Between the 15th to 17th June, Gothenburg locals and tourists alike could follow Bernhard, Eija and Johan on a city walk where they showed another side of Gothenburg and told a different story. Their own.

Faktum is one of Sweden’s street papers. It’s sold by homeless people in some of Sweden’s biggest cities. It tell us about the society from an outsider perspective. Selling the magazine is a job, not charity. The vendors buy the magazine for €3, sell it for €6 and keep the difference. Now, Gothenburg's locals and tourists were given the opportunity to experience another side of Gothenburg, and at the same time listen to the vendor’s own stories.

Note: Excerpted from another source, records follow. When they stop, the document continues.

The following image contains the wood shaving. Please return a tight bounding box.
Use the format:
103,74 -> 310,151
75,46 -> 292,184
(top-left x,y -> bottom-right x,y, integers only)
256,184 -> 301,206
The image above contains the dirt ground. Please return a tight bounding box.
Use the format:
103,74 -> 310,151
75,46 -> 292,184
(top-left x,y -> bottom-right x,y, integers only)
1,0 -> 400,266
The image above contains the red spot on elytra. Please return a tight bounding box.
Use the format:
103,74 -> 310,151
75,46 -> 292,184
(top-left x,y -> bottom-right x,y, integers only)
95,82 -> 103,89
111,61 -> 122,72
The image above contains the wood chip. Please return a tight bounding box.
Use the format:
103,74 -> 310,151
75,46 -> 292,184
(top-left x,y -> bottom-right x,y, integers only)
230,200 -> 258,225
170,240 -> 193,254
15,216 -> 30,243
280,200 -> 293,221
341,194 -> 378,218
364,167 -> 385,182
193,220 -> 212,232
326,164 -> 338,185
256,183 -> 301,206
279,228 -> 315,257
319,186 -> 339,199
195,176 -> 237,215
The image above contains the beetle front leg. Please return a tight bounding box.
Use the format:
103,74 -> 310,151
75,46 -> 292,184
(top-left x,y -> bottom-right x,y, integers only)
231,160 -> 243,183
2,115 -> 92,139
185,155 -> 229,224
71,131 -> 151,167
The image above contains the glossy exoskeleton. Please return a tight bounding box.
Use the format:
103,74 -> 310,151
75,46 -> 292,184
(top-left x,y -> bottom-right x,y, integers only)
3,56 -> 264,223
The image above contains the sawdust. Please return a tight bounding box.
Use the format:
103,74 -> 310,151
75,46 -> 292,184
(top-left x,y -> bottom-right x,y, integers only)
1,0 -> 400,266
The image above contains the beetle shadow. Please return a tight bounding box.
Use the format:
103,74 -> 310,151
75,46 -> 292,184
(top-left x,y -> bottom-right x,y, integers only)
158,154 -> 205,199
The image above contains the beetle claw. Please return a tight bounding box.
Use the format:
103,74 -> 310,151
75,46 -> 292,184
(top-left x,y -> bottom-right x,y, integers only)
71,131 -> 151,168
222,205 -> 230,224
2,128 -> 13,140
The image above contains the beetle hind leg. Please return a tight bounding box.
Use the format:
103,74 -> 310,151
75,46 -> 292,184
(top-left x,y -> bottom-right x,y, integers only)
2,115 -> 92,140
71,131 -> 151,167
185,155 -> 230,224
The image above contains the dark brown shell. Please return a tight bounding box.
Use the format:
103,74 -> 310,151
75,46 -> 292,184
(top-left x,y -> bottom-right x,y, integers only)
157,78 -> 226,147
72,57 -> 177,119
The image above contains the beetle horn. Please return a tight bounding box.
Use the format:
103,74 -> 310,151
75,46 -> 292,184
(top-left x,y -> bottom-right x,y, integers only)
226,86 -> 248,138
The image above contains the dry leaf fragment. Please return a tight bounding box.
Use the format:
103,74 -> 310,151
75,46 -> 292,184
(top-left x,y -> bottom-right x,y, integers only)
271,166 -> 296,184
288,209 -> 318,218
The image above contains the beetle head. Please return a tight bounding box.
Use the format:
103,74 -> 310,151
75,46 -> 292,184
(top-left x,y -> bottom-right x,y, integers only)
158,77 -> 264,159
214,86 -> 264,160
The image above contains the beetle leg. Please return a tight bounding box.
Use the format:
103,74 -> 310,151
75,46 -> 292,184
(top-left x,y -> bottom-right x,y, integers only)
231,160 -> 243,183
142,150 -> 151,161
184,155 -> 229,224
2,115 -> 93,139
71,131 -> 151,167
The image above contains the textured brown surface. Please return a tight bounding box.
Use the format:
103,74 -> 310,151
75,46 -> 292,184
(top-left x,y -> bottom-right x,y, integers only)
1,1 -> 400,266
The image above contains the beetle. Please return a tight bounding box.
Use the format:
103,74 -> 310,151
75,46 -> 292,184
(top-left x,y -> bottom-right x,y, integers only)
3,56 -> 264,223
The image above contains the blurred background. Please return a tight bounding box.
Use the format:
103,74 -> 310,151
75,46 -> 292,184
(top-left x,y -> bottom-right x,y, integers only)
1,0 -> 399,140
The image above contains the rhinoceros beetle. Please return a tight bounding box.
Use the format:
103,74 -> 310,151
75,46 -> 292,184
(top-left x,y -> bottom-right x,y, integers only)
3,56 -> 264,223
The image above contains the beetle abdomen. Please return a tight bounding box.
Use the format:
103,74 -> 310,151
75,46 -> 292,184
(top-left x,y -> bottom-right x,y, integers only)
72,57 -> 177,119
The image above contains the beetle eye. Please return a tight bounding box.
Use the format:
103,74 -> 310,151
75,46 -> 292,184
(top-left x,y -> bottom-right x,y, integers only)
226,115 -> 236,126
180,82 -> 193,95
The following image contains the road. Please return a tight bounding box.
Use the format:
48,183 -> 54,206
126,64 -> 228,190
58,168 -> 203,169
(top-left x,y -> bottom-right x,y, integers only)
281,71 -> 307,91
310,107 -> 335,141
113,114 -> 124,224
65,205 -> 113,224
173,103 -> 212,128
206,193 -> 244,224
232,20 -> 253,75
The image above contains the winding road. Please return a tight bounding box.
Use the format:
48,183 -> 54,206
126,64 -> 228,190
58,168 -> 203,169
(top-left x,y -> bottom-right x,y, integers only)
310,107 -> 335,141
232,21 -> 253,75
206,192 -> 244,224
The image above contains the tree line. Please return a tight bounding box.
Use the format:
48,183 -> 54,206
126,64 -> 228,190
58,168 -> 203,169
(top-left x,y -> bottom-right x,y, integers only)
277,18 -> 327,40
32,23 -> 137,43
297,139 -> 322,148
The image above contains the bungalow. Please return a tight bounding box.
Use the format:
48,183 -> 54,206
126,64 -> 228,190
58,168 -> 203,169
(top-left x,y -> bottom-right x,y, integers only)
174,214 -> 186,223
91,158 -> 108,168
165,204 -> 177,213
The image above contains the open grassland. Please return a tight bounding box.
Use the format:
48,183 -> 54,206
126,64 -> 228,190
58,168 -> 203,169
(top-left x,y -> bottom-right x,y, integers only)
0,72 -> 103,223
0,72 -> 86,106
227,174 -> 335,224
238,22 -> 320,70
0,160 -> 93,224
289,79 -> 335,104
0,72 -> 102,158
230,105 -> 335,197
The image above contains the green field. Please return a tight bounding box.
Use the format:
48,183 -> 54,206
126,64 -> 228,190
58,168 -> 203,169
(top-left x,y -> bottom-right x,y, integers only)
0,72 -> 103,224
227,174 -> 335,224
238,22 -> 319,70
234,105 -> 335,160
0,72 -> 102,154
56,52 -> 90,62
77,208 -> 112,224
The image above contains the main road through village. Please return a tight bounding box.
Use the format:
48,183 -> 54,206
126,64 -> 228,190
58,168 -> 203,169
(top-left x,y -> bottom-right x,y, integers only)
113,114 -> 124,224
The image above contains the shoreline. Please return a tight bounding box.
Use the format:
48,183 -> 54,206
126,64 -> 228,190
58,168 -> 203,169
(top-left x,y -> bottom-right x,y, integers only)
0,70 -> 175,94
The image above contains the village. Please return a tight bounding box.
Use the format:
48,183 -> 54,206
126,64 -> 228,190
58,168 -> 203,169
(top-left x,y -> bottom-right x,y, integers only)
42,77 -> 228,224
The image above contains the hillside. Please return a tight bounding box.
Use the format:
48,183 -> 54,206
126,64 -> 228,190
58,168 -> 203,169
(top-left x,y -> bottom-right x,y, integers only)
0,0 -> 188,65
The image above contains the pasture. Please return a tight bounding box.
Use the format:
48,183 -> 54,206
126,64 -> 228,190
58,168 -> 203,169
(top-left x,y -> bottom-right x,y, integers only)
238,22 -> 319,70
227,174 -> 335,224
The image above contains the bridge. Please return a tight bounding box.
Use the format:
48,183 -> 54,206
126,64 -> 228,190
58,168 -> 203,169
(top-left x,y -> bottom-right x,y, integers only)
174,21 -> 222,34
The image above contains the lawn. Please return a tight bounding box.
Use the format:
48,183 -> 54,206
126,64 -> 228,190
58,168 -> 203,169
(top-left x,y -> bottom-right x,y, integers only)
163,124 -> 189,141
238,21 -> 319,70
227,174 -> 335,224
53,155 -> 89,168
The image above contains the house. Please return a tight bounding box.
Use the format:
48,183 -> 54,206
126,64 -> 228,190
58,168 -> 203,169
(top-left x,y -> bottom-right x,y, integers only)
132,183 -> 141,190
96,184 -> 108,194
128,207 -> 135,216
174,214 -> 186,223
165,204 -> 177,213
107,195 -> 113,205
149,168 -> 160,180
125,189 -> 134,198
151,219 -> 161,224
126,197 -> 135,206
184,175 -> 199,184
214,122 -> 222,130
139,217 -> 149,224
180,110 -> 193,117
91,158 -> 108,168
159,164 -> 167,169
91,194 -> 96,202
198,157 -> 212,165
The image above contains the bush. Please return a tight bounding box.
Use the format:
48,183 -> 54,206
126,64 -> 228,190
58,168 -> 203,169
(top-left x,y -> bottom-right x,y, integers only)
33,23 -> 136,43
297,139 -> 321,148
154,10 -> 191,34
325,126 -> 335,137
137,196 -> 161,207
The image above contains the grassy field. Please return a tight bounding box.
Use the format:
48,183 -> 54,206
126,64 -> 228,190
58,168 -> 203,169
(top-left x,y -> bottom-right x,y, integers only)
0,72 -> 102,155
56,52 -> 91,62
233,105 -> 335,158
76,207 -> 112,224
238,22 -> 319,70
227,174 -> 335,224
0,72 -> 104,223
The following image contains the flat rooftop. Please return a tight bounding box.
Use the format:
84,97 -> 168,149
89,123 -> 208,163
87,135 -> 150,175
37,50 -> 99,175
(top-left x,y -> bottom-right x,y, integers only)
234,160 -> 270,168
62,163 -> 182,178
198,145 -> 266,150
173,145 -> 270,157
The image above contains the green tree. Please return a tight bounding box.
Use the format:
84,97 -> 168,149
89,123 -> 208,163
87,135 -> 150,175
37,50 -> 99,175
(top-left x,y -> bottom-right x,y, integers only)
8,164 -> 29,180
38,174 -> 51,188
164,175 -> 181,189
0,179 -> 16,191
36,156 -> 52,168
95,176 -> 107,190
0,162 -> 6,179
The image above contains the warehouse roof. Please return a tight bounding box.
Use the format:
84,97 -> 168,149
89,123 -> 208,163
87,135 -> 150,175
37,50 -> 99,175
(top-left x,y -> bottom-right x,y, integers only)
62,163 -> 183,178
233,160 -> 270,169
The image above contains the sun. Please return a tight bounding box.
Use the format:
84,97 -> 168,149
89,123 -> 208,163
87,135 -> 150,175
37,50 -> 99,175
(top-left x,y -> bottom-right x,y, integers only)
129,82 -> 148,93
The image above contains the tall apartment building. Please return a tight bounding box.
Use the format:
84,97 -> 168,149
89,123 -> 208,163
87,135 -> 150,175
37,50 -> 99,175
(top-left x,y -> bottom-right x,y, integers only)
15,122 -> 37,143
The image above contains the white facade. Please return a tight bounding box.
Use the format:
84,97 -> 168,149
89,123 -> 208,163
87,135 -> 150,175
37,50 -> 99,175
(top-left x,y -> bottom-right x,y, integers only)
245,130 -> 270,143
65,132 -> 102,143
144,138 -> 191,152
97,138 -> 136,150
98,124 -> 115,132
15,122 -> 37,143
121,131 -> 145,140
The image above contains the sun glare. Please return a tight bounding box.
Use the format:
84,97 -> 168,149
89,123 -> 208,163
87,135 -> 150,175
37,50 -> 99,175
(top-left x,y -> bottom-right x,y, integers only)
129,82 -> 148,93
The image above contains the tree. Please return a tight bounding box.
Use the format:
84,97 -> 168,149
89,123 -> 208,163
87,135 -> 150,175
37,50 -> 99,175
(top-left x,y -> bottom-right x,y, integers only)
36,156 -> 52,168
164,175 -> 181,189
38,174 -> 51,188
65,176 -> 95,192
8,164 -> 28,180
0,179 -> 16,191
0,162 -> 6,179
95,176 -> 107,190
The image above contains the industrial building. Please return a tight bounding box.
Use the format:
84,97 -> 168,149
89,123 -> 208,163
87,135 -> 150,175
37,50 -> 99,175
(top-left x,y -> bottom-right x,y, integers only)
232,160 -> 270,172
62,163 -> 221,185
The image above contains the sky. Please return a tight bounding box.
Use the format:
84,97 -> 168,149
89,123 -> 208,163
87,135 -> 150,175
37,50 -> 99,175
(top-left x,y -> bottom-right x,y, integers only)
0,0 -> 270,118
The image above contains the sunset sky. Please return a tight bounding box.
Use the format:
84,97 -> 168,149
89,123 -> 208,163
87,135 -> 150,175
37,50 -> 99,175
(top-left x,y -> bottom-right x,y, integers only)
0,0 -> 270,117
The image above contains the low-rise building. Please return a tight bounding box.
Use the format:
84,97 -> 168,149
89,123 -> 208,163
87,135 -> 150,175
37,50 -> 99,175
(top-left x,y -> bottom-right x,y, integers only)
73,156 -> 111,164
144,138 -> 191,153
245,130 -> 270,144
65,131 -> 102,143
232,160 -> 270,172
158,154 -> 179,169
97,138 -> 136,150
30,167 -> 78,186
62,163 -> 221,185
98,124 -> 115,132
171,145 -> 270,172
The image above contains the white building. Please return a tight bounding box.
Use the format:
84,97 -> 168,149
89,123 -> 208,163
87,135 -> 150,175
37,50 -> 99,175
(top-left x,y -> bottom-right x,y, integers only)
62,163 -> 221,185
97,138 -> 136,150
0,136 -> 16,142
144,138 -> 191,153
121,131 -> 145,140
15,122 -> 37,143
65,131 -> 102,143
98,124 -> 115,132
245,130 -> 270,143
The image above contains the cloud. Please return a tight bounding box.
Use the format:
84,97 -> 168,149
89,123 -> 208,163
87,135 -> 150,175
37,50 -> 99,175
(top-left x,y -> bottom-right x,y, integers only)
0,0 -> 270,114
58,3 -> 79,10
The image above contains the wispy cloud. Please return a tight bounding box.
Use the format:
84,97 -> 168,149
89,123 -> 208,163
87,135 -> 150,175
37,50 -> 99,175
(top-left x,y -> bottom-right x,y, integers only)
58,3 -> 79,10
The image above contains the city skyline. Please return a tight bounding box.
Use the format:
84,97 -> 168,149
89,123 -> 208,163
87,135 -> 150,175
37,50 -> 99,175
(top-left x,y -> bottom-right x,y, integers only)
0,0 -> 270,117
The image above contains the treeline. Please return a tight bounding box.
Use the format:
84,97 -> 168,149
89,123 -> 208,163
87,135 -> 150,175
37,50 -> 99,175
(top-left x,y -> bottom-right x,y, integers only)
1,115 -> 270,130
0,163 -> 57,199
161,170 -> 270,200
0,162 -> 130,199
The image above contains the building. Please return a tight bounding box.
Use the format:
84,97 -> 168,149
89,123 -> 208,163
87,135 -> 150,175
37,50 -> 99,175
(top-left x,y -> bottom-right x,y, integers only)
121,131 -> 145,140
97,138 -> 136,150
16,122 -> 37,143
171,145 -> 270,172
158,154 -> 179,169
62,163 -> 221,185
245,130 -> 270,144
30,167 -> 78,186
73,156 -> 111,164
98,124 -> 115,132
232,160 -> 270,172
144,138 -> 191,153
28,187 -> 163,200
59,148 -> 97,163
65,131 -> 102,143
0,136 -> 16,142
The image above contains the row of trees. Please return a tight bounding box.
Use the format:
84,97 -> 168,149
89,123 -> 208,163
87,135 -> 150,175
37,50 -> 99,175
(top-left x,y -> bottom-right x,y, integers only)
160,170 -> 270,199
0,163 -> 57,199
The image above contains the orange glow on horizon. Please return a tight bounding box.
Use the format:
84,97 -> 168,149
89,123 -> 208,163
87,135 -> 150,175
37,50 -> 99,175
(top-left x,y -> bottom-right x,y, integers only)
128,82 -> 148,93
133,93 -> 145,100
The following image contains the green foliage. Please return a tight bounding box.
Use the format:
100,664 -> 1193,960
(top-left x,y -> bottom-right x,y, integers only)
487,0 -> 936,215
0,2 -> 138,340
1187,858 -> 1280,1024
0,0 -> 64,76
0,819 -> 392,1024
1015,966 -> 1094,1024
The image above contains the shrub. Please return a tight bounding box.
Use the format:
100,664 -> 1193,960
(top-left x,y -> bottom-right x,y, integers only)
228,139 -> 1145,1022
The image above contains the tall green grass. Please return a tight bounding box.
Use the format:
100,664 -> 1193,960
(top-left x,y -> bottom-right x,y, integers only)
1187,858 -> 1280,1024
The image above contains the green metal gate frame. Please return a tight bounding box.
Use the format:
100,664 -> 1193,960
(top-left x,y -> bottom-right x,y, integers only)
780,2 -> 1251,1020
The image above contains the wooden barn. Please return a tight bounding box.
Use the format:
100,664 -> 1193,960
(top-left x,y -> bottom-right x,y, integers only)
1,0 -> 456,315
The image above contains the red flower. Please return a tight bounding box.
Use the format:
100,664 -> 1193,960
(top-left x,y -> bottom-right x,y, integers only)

Between the 15th and 17th of June three guided tours per day were held. A new business opportunity for vendors to earn some extra money and a chance to reach out to more people.

– The tours are, of course, a smart way for our vendors to earn extra money. But equally important is to be able to share your story with those willing to listen. In addition, our vendors often know more about Gothenburg than most, says Sarah Britz, Editor-in-Chief at Faktum.

The guided tours were marketed by Faktum's own vendors, but also advertised in print and at tourist offices around Gothenburg. Behind the initiative stands Faktum together with advertising agency Perfect Fools.

– Today, more and more tourists are looking for the ”real” core in a city. It’s no coincidence that the concept ”Like a local” is becoming increasingly important for travelers. And certainly nobody knows the history of the streets as well as those who live there. With that insight, the idea of letting homeless people tell about the city out of their perspective was born, says Ebba Körlof Sundberg, copywriter at Perfect Fools.

– Many cities tend to hide homelessness and exclusion. It's a problem that shouldn’t be seen. But to solve a problem, we need to highlight it. By putting the vendors on the first parquet, we also show that they are as much part of our city as everyone else, says Nayeli Kremb, art director at Perfect Fools.